# My new sawbench



## andrewr79 (Dec 17, 2011)

I decided to have a go at building a traditional style sawbench and thought I'd share the results since I'm really pleased with it. It's just pine so is nice and light, but the joins make it nice and sturdy as well. A second one is in the works with the glue drying while I type.

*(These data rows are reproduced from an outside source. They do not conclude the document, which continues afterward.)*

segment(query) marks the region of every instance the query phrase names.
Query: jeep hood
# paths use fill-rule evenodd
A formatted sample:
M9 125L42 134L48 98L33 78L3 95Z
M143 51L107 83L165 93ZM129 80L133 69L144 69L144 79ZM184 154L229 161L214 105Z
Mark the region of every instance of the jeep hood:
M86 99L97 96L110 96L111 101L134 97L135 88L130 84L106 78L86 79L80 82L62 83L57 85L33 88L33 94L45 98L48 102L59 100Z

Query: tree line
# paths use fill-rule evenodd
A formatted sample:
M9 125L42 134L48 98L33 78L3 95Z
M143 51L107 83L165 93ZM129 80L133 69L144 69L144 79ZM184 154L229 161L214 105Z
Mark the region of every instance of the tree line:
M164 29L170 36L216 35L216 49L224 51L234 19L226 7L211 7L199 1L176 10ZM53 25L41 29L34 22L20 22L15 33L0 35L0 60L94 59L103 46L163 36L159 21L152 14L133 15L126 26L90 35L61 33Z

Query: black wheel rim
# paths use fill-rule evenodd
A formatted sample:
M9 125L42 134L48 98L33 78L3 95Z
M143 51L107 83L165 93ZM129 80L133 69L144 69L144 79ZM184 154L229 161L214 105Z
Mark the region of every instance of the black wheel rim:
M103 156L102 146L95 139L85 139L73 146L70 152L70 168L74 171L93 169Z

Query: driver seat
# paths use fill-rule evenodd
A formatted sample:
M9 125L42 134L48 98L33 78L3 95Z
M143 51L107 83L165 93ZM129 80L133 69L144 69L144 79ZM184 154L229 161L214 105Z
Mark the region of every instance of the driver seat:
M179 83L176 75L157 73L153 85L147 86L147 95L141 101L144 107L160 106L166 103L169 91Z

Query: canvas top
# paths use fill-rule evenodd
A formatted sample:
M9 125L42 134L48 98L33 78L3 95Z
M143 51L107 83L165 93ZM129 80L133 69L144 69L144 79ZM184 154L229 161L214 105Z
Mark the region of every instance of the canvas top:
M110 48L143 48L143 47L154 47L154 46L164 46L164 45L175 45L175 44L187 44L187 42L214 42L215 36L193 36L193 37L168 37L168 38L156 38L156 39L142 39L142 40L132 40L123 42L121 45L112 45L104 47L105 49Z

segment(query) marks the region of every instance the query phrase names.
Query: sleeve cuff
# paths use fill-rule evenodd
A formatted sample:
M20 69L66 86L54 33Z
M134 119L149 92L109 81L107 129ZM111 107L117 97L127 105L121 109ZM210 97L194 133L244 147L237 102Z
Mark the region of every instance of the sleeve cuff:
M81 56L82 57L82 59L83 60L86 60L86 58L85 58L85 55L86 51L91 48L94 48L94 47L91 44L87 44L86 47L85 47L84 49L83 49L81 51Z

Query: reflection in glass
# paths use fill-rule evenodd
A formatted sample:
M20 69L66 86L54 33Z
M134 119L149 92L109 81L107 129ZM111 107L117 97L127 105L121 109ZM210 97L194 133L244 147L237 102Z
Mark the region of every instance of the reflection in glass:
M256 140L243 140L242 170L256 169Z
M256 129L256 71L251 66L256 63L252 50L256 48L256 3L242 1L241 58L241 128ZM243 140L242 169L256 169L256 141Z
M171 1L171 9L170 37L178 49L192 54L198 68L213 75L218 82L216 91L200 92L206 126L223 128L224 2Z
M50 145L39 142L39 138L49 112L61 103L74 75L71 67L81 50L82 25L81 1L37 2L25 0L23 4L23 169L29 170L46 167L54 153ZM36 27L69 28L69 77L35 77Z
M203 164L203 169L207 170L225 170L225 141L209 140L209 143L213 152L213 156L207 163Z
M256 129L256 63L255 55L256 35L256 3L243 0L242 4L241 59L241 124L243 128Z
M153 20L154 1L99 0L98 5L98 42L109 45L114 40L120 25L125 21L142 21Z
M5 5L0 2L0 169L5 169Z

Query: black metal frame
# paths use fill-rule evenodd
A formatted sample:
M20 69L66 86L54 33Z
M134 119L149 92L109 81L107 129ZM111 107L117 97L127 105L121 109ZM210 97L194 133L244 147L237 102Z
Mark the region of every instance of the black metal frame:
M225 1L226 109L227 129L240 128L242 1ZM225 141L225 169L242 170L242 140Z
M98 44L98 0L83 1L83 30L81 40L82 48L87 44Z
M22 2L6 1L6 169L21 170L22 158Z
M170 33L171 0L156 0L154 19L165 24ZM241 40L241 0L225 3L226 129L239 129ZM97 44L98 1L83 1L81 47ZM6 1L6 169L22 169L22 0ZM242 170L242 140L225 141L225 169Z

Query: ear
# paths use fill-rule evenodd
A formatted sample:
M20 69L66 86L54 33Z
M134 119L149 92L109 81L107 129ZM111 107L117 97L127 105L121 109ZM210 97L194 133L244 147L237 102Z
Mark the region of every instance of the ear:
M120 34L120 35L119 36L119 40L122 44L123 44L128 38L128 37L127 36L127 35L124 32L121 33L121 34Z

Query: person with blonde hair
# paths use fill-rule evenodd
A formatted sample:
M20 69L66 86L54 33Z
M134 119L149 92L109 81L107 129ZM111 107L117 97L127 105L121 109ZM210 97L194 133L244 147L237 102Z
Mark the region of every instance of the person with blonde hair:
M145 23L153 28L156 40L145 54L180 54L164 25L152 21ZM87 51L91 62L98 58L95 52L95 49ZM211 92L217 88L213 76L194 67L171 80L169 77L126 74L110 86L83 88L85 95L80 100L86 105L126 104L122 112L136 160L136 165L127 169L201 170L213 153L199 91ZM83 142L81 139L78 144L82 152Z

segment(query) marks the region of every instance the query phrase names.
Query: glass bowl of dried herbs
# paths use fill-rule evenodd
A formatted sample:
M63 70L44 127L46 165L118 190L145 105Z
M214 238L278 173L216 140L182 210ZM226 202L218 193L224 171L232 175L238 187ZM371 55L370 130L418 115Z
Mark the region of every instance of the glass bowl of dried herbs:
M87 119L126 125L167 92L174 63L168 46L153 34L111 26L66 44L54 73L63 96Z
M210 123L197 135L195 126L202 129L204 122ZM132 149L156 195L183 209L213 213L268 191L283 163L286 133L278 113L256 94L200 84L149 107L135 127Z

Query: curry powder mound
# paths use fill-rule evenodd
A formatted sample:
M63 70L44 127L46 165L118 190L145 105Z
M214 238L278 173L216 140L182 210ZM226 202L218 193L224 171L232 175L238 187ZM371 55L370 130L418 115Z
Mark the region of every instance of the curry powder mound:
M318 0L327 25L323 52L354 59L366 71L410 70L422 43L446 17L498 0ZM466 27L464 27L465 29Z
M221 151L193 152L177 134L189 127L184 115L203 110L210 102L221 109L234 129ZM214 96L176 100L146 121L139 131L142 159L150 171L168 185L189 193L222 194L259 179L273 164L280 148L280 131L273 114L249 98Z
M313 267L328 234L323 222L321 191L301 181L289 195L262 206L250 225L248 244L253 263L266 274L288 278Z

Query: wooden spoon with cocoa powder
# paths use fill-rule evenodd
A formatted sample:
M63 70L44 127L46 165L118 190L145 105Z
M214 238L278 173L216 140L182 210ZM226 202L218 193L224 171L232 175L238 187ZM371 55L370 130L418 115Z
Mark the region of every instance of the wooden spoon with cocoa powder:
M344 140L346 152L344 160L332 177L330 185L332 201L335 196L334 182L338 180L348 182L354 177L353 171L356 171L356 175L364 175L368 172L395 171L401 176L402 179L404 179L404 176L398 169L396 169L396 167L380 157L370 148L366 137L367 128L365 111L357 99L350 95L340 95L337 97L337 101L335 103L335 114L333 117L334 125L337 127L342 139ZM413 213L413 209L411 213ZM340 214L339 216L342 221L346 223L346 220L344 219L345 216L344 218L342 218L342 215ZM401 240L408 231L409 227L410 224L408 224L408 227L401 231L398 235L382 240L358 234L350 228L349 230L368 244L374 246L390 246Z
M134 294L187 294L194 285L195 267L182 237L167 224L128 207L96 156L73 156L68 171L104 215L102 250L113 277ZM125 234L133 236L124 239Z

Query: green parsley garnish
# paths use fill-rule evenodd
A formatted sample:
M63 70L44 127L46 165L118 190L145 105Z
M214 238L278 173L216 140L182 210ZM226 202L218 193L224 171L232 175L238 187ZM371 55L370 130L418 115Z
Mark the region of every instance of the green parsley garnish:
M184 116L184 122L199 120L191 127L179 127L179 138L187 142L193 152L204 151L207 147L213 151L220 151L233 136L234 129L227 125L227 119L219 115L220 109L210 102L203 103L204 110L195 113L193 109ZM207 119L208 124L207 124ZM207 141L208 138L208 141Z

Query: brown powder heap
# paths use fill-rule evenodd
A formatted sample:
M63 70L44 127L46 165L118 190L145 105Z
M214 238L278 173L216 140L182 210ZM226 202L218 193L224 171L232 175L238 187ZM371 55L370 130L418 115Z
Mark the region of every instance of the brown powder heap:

Full breakdown of how I made it on my blog if interested.

Cheers
Andrew


----------



## jusfine (May 22, 2010)

Thanks Andrew! Well done.

Should have had one of those when I was framing…


----------



## swirt (Apr 6, 2010)

That's a nice design. Interesting use of the Dogs.


----------



## doordude (Mar 26, 2010)

nice bench. Now get to work!


----------



## tuffruss (Nov 17, 2011)

Nice bench. The dogs are a great idea But it looks almost too nice to use at least until you make the saw mark on it. Russ


----------



## andrewr79 (Dec 17, 2011)

Thanks for the nice feedback guys - I finished the partner to it Monday, but without the V cutout and dogs. This one was used to make all the cuts except the lap joints on the legs and it worked really well.

Russ - it's got a couple of coats of a mix of boiled linseed and beeswax on it - I've got the same on my workbench top and it's still looking good, but if it does get a little too beat up I get the fun of making another set and improving on this design.


----------